This project demonstrates a data pipeline designed to transport shot data from the 2023/2024 Premier League season into a dashboard, where players and teams can be compared using key metrics such as xG (expected goals), xGOT (expected goals on target) and SGA (shooting goals added).
Using Airflow, this pipeline orchestrates Python scripts, which use Selenium to scrape detailed match data from the Fotmob website, process the data (using Pandas) into a dimensional model with a fact table representing individual shots taken during games, and load data into BigQuery. A SQL query organizes the data into a structured format that can be accessed from Looker to create a dashboard.
This guide will walk you through how to reproduce this pipeline and connect the resulting data to Looker to create your own dashboard.
The Fotmob data is transformed into a dimensional model, with a fact table consisting of individual shots and multiple dimension tables representing different dimensions associated with each shot (e.g. player, team, shot type, etc.).
- Python
- Selenium
- Pandas
- Apache Airflow
- Google Cloud Platform
- Cloud Storage
- Compute Engine
- BigQuery
- Looker
- Google account
- Google Cloud Platform account (or free trial)
git clone https://github.com/torresroger776/FotmobDataPipeline.git
Follow the instructions at https://medium.com/apache-airflow/a-simple-guide-to-start-using-apache-airflow-2-on-google-cloud-1811c2127445 to set up the Airflow instance.
Note 1: Give your service account the BigQuery Admin
role rather than the BigQuery Job User
role.
Note 2: Name the Cloud Storage bucket fotmob-airflow
for consistency.
Create a folder named dags
and upload the DAG file to it.
If you haven't started the Airflow web server and scheduler already, run the script airflow-start.sh
that you saved by following the steps in the article linked above.
. airflow-start.sh
Then, access the Airflow UI at https://<COMPUTE_ENGINE_EXTERNAL_IP>:8080
.
Note: You may need to run sed -i 's/\r$//' airflow-start.sh
to remove carriage returns from the file, which may cause the script to fail.

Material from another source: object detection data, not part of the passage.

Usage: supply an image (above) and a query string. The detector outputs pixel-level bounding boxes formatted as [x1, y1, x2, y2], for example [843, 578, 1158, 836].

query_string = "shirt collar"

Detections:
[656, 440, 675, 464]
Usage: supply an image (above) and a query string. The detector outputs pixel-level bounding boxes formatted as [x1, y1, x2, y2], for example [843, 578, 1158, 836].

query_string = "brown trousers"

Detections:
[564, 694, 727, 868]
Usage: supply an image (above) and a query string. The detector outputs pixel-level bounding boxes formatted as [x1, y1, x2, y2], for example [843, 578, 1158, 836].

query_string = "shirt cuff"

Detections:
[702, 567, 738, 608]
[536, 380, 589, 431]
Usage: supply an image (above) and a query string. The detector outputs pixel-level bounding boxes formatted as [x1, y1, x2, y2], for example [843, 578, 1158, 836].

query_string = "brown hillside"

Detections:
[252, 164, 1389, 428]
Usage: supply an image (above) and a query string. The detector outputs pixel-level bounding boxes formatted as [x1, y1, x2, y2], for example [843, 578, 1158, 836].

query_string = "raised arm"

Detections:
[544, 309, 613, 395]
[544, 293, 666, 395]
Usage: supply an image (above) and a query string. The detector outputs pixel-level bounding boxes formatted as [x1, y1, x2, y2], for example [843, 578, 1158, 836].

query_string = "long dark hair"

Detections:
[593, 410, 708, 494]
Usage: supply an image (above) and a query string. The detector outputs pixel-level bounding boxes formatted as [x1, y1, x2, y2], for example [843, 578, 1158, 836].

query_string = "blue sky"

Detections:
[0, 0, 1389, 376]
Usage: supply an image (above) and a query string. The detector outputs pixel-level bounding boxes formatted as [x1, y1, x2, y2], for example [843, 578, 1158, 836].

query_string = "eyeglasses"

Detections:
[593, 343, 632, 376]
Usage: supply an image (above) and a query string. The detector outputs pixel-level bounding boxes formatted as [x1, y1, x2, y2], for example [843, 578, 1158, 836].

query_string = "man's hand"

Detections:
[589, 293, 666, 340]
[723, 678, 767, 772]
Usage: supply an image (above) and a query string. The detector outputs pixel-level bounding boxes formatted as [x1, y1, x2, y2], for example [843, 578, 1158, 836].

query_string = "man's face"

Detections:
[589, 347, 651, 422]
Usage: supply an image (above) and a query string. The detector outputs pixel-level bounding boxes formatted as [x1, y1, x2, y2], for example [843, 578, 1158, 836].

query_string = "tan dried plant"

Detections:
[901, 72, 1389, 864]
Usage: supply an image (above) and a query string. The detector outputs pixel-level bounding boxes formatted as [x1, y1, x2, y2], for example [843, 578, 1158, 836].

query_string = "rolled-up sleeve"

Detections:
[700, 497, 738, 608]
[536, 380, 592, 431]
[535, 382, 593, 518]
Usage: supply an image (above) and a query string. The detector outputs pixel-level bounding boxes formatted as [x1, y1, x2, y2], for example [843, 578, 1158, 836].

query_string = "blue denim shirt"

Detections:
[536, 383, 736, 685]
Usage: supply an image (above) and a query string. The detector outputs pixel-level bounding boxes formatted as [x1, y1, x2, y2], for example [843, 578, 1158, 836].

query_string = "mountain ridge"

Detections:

First, make a new directory in your airflow-medium
folder called dags
.
cd /home/<YOUR_USER>/airflow-medium/
mkdir dags
Then, copy the DAG file from Cloud Storage to your airflow-medium
folder.
gsutil cp gs://fotmob-airflow/dags/* /home/<YOUR_USER>/airflow-medium/dags/
pip install selenium
pip install webdriver-manager
pip install google-cloud
pip install pandas-gbq
sudo apt-get install -y chromium
Run the following command to create the environment variable in your compute instance.
export AIRFLOW_VAR_SERVICE_ACCOUNT_CREDENTIALS_PATH=/home/<YOUR_USER>/airflow-medium/secure/key-file.json
Then, on the Airflow UI, navigate to Admin > Variables, and click the + sign to add a new variable, with key service_account_credentials_path
and value /home/<YOUR_USER>/airflow-medium/secure/key-file.json
.
Before we run our Airflow DAG, we need to create a dataset on BigQuery where the tables will populate.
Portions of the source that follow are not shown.